Efectivos del Subsector de Tráfico de la Guardia Civil de Cuenca han abierto una investigación contra el conductor de un turismo que fue sorprendido circulando a 217 km/h por la autovía AP-36, una vía cuya velocidad máxima está limitada a 120 km/h.
Los hechos se produjeron durante un control rutinario de velocidad ubicado en el kilómetro 98,200 de la citada autopista. Tras detectar el grave exceso de velocidad, los agentes desplegaron un operativo que permitió interceptar el vehículo poco después, a la altura del kilómetro 121.

Una vez detenido el turismo, la Guardia Civil procedió a la identificación de su conductor, un hombre de 67 años. Al superar en 97 km/h la velocidad máxima permitida de la vía, se le investiga como presunto autor de un delito contra la seguridad vial.
Posibles penas de prisión y retirada del carné
Las diligencias instruidas por los agentes de Tráfico ya han sido remitidas a la Sección de Instrucción del Tribunal de Instancia de San Clemente (Cuenca).
Por este tipo de delitos penales, el conductor se enfrenta a un duro castigo que puede incluir penas de prisión de 3 a 6 meses, multas de 6 a 12 meses o trabajos en beneficio de la comunidad de entre 31 y 90 días.

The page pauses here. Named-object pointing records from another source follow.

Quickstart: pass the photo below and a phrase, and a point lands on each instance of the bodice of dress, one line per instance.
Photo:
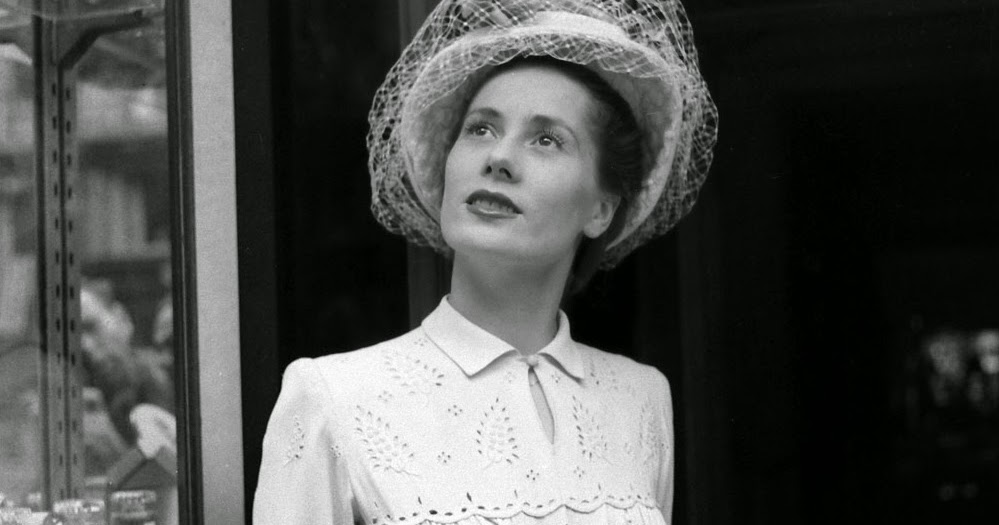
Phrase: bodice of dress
(439, 425)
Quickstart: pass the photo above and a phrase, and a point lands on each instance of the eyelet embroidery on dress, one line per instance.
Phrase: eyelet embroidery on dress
(414, 375)
(592, 441)
(385, 450)
(649, 438)
(496, 441)
(385, 396)
(297, 446)
(603, 373)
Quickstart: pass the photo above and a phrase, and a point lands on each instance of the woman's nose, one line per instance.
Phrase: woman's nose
(500, 162)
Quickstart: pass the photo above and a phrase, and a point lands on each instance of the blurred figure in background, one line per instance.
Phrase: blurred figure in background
(118, 378)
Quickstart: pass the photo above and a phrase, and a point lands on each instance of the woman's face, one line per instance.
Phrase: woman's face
(521, 180)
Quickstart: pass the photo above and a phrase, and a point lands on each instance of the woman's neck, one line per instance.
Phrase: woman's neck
(518, 306)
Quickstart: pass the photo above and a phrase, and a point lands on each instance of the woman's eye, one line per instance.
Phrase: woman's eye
(477, 129)
(549, 139)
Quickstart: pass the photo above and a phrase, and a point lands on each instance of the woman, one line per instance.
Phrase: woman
(532, 141)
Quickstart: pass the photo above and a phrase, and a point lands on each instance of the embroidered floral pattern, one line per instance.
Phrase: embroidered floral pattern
(592, 440)
(386, 451)
(297, 446)
(385, 396)
(415, 376)
(495, 436)
(604, 374)
(649, 436)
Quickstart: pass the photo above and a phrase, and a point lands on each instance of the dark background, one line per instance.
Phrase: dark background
(850, 211)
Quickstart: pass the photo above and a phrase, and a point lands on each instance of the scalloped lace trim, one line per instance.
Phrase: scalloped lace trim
(625, 509)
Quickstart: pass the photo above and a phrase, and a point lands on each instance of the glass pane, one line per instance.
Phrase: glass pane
(10, 17)
(77, 9)
(21, 452)
(124, 246)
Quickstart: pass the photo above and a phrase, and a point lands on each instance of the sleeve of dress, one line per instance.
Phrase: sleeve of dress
(664, 485)
(303, 479)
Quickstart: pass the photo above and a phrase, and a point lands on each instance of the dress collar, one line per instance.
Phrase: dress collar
(473, 348)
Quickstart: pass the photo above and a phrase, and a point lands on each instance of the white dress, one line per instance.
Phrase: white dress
(440, 426)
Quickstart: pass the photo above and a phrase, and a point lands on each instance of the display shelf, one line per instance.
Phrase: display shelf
(58, 10)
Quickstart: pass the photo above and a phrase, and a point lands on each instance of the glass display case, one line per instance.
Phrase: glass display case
(98, 383)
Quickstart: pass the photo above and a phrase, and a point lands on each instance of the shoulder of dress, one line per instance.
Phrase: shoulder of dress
(595, 357)
(351, 376)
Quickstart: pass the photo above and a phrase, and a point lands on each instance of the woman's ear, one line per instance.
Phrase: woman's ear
(602, 216)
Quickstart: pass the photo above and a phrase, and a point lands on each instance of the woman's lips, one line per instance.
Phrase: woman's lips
(491, 204)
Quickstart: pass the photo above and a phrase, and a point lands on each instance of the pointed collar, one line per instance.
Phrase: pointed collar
(473, 348)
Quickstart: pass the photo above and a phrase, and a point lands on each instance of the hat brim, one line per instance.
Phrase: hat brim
(433, 110)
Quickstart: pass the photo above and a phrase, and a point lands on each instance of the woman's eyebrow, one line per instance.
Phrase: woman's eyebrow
(483, 112)
(553, 122)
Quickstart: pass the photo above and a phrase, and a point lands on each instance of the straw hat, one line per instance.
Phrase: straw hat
(642, 48)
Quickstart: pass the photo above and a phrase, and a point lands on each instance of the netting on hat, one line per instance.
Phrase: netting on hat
(644, 48)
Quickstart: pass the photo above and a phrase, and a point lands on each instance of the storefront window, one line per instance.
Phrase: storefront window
(20, 337)
(87, 379)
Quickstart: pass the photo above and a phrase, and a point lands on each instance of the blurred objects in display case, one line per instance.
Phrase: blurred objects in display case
(957, 379)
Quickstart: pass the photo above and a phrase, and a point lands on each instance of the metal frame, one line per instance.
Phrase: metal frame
(57, 47)
(213, 183)
(186, 370)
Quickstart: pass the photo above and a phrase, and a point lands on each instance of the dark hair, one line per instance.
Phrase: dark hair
(619, 156)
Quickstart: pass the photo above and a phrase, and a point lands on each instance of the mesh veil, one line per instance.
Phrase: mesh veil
(416, 112)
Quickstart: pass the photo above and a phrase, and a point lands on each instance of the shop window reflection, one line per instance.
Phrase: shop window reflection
(952, 406)
(125, 295)
(20, 420)
(117, 219)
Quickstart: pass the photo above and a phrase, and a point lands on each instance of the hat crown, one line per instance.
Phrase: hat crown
(643, 48)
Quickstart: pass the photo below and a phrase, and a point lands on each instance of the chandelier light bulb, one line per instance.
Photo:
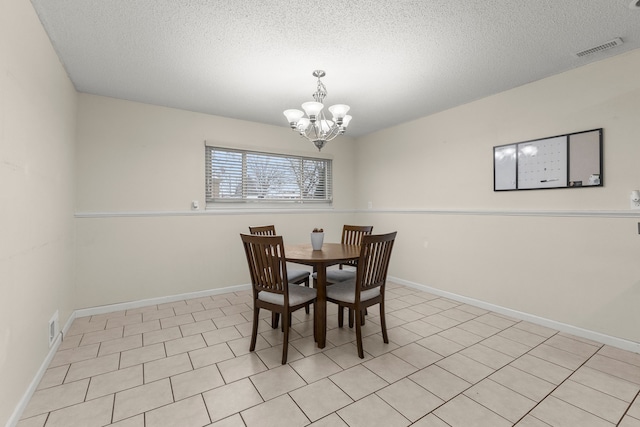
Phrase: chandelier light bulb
(315, 127)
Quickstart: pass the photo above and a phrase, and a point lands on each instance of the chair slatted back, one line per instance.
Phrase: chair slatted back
(374, 260)
(263, 230)
(352, 235)
(267, 266)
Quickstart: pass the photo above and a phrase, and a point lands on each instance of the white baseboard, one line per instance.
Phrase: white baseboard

Además, el Código Penal contempla en todo caso la privación del derecho a conducir vehículos a motor y ciclomotores por un periodo que oscila entre 1 y 4 años.
Llamamiento a la prudencia al volante
Desde la Guardia Civil recuerdan que el respeto a los límites de velocidad es un factor fundamental para garantizar la seguridad en las carreteras. Circular a una velocidad inadecuada no solo dispara el riesgo de sufrir un siniestro vial, sino que multiplica la gravedad de sus consecuencias.
Por ello, la Benemérita insiste a los conductores en la necesidad de adecuar siempre la velocidad a las condiciones del tráfico, de la vía y a la meteorología, así como extremar las precauciones en todo momento y respetar de forma estricta la señalización.